Gérard de Boucher blickte zu der Frau im unscheinbaren Kleid und mit einem billigen Koffer, die sich anschickte, sein Abteil zu betreten. Er starrte sie böse an. Die Frau zog die Tür zum Abteil schnell wieder zu. Er nickte. Entschlossen.
Diese Schmach würde er nicht ungesühnt lassen. Die Tage des Herrn Möchtegern-Kritikers, an denen er seine Gülle über kostbare Bücherschätze wie den seinen ausschüttete, waren gezählt.
Allein um Amélies Willen. Seine große Liebe und die Hauptfigur in seinem zukünftigen Bestseller.
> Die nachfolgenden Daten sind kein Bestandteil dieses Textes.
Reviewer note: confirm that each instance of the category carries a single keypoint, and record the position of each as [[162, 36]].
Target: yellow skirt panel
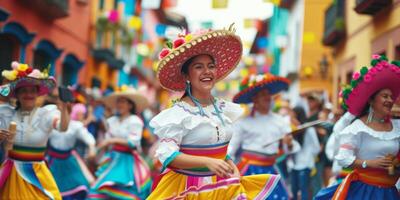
[[174, 186], [16, 187]]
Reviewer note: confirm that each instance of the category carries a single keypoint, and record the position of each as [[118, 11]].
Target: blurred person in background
[[262, 135]]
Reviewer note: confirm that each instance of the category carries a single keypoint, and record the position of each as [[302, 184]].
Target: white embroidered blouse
[[34, 128], [66, 140], [183, 124], [254, 133], [361, 142], [130, 128]]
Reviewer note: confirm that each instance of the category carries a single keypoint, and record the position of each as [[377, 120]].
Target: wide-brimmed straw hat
[[129, 93], [253, 84], [368, 81], [223, 45], [23, 75]]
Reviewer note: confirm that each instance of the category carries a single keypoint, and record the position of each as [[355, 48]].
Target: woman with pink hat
[[62, 159], [370, 144], [24, 174], [194, 133]]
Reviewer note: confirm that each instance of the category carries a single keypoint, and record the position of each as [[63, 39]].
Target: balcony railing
[[50, 9], [334, 29], [371, 7]]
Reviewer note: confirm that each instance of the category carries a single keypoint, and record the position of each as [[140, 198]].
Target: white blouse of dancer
[[183, 124], [253, 133], [34, 128], [66, 140], [6, 113], [305, 158], [361, 142], [130, 128]]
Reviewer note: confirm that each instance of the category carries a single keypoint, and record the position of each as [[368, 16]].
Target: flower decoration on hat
[[252, 84], [224, 46], [20, 70], [22, 75], [368, 80]]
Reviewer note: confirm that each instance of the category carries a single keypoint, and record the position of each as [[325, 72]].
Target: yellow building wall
[[362, 32], [100, 69], [313, 50]]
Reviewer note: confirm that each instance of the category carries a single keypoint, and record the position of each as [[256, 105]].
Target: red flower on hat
[[21, 74], [29, 70], [375, 56], [178, 42], [356, 75], [164, 52], [367, 78]]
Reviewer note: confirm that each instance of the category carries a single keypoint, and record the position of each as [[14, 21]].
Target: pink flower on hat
[[356, 75], [373, 70], [164, 52], [376, 56], [35, 74], [14, 65], [379, 66], [367, 78], [178, 42]]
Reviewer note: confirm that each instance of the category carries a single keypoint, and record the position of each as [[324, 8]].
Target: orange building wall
[[313, 50], [70, 33]]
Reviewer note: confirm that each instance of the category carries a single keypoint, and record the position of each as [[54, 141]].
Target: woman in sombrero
[[195, 132], [255, 134], [123, 174], [62, 159], [370, 144], [24, 174]]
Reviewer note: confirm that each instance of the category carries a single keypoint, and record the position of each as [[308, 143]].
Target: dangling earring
[[370, 114]]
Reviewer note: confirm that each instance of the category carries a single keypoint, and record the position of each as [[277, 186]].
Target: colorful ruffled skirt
[[368, 184], [200, 183], [24, 175], [252, 163], [123, 174], [70, 172]]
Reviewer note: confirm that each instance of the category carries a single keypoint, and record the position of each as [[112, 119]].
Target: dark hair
[[133, 109], [302, 118], [365, 110], [17, 102], [187, 63]]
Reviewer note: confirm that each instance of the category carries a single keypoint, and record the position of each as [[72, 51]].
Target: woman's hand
[[236, 173], [103, 144], [381, 163], [4, 134], [220, 167]]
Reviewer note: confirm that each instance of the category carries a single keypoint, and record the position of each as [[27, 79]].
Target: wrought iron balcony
[[371, 7], [334, 29], [51, 9]]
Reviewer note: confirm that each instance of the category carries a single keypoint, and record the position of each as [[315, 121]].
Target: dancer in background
[[123, 174], [253, 133], [24, 174], [194, 133], [370, 144], [72, 176]]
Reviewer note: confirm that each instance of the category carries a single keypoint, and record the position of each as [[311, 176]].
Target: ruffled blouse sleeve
[[83, 134], [135, 131], [50, 116], [231, 110], [349, 142], [170, 126]]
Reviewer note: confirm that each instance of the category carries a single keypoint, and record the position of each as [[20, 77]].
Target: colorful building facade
[[45, 34], [316, 71], [357, 29]]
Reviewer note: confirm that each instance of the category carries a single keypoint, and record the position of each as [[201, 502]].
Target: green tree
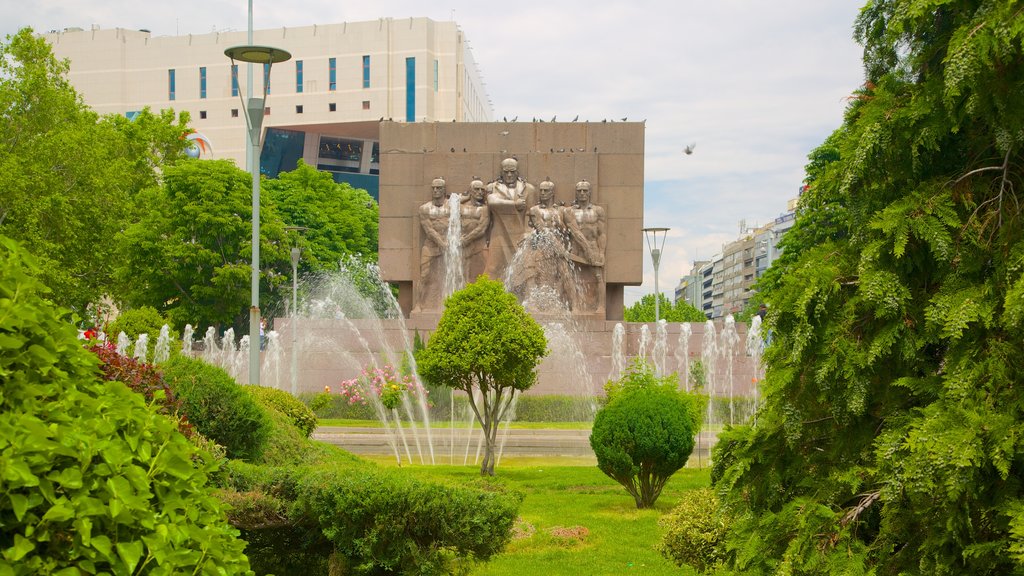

Bevor er ihr begegnete, hatte er nicht an die Existenz von Engeln geglaubt. Nun wusste er, wie falsch dies gewesen war.
De Boucher schloss die Augen, er atmete genüsslich ein, sein Herz wummerte und in seinen Lenden machte sich ein Frühlingsgefühl breit. Exakt so hatte er es in seinem Weltklasseroman ausgedrückt.
Amélie, das zarteste Wesen, zarter als die Cremefüllung seiner Nachtschokolade.
Amélie, die Frau mit einem Teint, so weiß wie die frisch geschlagene Sahne auf seinen Erdbeertörtchen.
Konnte man es lyrischer sagen?
Gérard de Boucher schüttelte seinen massigen Schädel. Er hatte die richtigen Worte gefunden, weil er wusste, dass Liebe durch den Magen ging. Nicht seine Schuld, wenn die rothaarige Furie des Möchtegern-Kritikers lieber Dinkelkekse buk, statt ihrem Mann ein richtiges Steak in Pfanne zu hauen und so dessen Sinne für das Wahre und Schöne im Leben verkümmern ließ.
Solche Leute gehörten nicht an die Tastatur. Oh nein! Und dieses Getue mit dem Nase-im-Buch, bevor es losging. Was für eine abgeschmackte Masche. Aber auch perfekt für seine Idee…
De Boucher grinste vielsagend, nahm seine Reisetasche auf den Schoß und tätschelte sie. Solche Leute gehörten aus der Literaturwelt getilgt, wie wucherndes Unkraut aus dem Blumenbeet.
Und er, Gérard de Boucher, würde das Vernichtungsmittel sprühen.